Si volvemos a la idea principal de que el objetivo del yoga es preparar el cuerpo para una meditación larga, y somos realistas, humildes y compasivos con la situación en la que nos encontramos la mayoría de seres humanos, de que si dedicamos unos minutos, aunque sean pocos, una o dos o tres veces al día, para meditar, ya estaremos haciendo una gran labor; pero tenemos que saber que sentar-nos a meditar sin prepararnos previamente, en la mayoría de los casos, nos llevará a la frustración, porque la mente estará agitada. Para favorecer la meditación, nos hace falta una mente serena, y para una mente serena nos hace falta un cuerpo físico relajado y una liberación de las emociones que nos ahogan.

Disponemos de muchos recursos -no solo del yoga- que nos pueden ayudar a sostener el abanico de emociones y las dificultades fisiológicas que podemos estar viviendo en estos momentos. La idea es liberar nuestro cuerpo de las tensiones, ayudarlo a fortalecerse y mantenerse sano y relajado, sanar nuestro corazón y liberarlo de las emociones negativas y nutrirlo con amor, tengamos las creencias que tengamos, y mantener una mente serena y clara, entendiendo que todo es modificable y adaptable a nuestra persona:

Podemos sentir, aceptar y soltar las emociones mediante el canto, la danza, la risa, la expresión artística como la pintura, la escritura, la música…

Podemos hacer ejercicio físico cada día, de la manera más adecuada según nuestro estado físico y del espacio que dispongamos, practicando yoga, yendo a caminar, a correr, haciendo Pilates, gimnasia…

Podemos aprender a relajarnos. Existen muchos métodos y debemos encontrar el más eficaz para nosotros, pero como he mencionado anteriormente, el control de la respiración junto con el yoga son una herramienta excelente.

Podemos restablecer nuestra energía vital también con el control de la respiración, tomando el sol, conectándonos con la naturaleza.

Podemos meditar todos los días, estar en silencio con nosotros mismos. En realidad no necesitamos nada más que ponernos a ello.

Podemos orar si es lo que el corazón nos pide, diciendo lo que necesitemos decir, creando nuestras propias oraciones.

Tenemos que alimentar nuestro cuerpo de forma adecuada y con alimentos sanos, y del mismo modo, también nuestra mente, con libros, películas y personajes inspiradores; evitando el exceso de noticias y también las imágenes de violencia.
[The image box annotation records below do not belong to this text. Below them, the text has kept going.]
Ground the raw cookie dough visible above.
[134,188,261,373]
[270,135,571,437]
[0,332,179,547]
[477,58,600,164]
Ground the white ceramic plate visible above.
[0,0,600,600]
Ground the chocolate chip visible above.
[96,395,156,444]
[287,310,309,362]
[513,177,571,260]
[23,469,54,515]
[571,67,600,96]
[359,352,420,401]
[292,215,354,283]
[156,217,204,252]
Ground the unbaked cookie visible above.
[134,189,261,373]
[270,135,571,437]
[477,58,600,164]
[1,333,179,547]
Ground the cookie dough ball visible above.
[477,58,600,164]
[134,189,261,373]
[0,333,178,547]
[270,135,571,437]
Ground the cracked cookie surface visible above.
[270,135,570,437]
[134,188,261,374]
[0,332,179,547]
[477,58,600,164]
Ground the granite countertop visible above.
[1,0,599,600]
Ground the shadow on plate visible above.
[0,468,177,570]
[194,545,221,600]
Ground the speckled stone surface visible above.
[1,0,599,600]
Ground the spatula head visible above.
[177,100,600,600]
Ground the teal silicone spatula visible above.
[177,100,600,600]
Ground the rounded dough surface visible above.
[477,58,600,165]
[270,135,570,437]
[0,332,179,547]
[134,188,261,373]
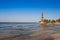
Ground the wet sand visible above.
[0,27,60,40]
[0,24,60,40]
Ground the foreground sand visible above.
[0,28,60,40]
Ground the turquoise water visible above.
[0,22,60,40]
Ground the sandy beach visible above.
[0,27,60,40]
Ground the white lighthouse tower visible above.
[40,12,45,25]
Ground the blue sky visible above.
[0,0,60,22]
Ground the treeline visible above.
[44,18,60,24]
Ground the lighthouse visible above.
[40,12,45,25]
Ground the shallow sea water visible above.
[0,22,60,40]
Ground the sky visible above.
[0,0,60,22]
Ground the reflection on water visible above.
[0,22,60,40]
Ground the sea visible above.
[0,22,60,40]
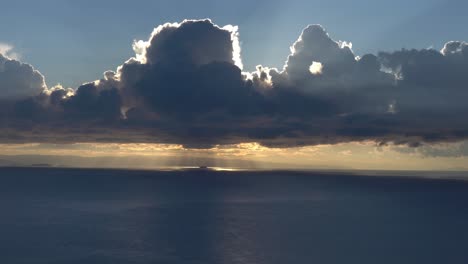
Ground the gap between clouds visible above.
[0,19,468,151]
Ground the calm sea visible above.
[0,168,468,264]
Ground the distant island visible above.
[31,163,53,168]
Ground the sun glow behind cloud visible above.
[0,142,468,170]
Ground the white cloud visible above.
[0,42,21,60]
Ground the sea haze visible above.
[0,168,468,264]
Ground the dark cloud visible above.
[0,20,468,147]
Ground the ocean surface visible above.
[0,168,468,264]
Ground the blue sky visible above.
[0,0,468,87]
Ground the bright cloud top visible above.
[0,19,468,148]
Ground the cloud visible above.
[0,42,20,60]
[0,19,468,148]
[0,53,47,99]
Debemos mantener la higiene personal y también la del hogar, deshaciéndonos de todo aquello que no necesitemos y así favorecer un espacio, físico, mental y energético, depurado.

Tenemos que mantener los horarios de las comidas, del descanso y de la actividad, mimarnos, agradecer, sonreír, ayudar… desconectarnos en la medida de lo posible de todos los dispositivos electrónicos para tener el espacio y el tiempo para conectar con nosotros mismos. En definitiva, aprovechar la crisis para crecer y así, cuando ésta pase, no volvamos allí dónde estábamos, o peor aún, no terminemos más deteriorados, si no que hayamos avanzado en nuestro camino de vida.